Control chart pattern clustering with the CNN-KMeans SageMaker Algorithm

Time series clustering is the task of partitioning a set of time series into homogeneous groups. Traditional clustering algorithms based on the Euclidean distance, such as K-Means clustering, are not directly applicable to time series data, as time series with similar patterns can have large Euclidean distance due to misalignments and offsets along the time axis [1], [2], [3].

A possible solution to this problem is to encode the time series into a number of time-independent features, and to use these derived features as inputs in a standard clustering algorithm based on the Euclidean distance [3]. The task of extracting the time-independent features of a set of unlabelled time series is referred to as time series representation learning.
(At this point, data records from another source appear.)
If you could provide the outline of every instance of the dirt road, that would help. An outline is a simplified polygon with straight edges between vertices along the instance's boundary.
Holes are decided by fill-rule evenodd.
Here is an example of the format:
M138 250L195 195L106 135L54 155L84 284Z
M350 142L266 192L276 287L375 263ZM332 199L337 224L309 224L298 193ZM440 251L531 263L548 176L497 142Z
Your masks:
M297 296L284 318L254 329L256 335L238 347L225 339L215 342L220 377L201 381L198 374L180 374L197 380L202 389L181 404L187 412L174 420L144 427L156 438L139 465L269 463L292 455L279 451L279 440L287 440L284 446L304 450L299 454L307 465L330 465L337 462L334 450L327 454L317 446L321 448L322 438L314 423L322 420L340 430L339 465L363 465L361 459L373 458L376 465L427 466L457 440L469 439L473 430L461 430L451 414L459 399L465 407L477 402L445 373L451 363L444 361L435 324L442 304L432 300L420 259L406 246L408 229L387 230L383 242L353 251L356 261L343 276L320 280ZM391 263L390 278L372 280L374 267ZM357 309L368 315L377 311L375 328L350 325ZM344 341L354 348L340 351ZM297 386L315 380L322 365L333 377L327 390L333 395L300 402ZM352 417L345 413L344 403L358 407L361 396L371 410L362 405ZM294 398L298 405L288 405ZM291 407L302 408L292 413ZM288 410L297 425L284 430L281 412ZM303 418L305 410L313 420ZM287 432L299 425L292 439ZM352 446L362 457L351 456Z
Several unsupervised and self-supervised deep learning architectures have been proposed in the literature on time series representation learning [4]. One of the most general frameworks is introduced in [5], where an unsupervised convolutional encoder is used to transform each time series into a fixed-length feature vector. The feature vectors produced by the convolutional encoder can then be used in both unsupervised and supervised downstream tasks, such as time series clustering, time series classification and time series regression.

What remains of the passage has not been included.